Much of the ivy has been cut at the bottom by volunteers, which will cause the rest of it to die. Photo by Zachariah Bryan
But things have begun to change. That class at Carkeek Park inspired McGuff, Anderson and other community members to form a volunteer group, restore the park and reclaim it from invasive species.
“Since then we’ve done a lot … this is a really good time to see how progress is going,” said McGuff, who is now going to the University of Washington for a Master’s in environmental horticulture. “Just watching the changes … even from just the year-and-a-half, it’s been big.”
A walk through the park quickly clarifies this. Muddy trails bring visitors through an unkempt wilderness that one would expect to see in the Cascades, not just north of downtown Ballard in the middle of a well-developed residential neighborhood. It seems untouched by mankind.
Photo by Jerry Gay
But in truth, volunteers have been hard at work. Altogether, as they start their third year of restoration, volunteers have planted 700 plants, carried out much of the trash and wiped out huge monocultures of invasives -- all while being careful to maintain what makes North Beach Park so special.
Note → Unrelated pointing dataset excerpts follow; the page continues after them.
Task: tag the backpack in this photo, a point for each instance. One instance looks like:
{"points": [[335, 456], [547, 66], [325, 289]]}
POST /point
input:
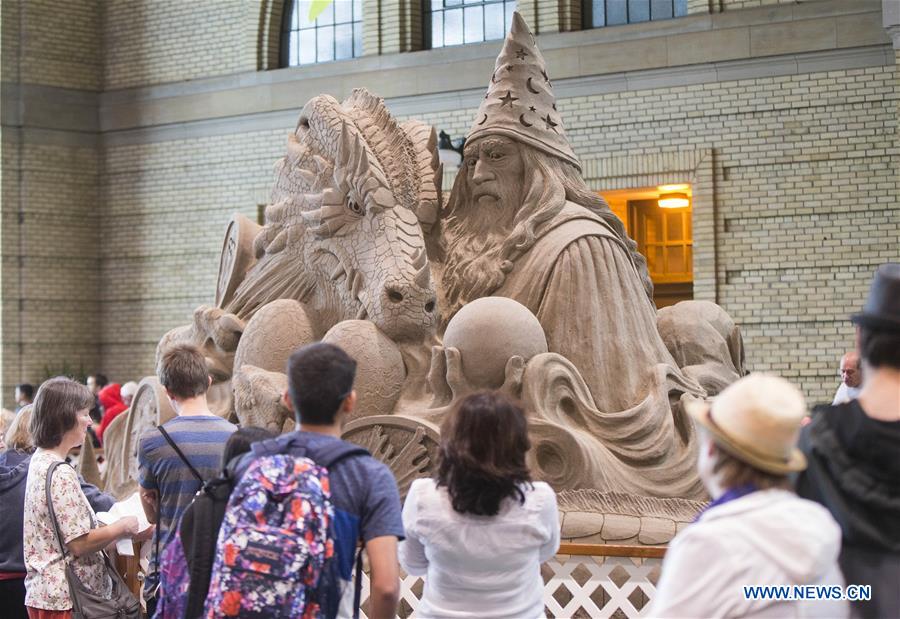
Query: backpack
{"points": [[275, 555], [186, 563]]}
“What I want to do is get the worst of the invasives out and have it still feel wild,” McGuff said. “I want this to feel wild … rambunctious.”
For Anderson, who has been involved in forest stewardship for a number of years now, North Beach Park offers a chance for him to continue his passion of caring for the environment while staying close to home.
“I’ve always had my eye out for a home park in my neighborhood,” he said. “… I love it. I love the friends I’ve made from it and having something that I can ride my bicycle to.”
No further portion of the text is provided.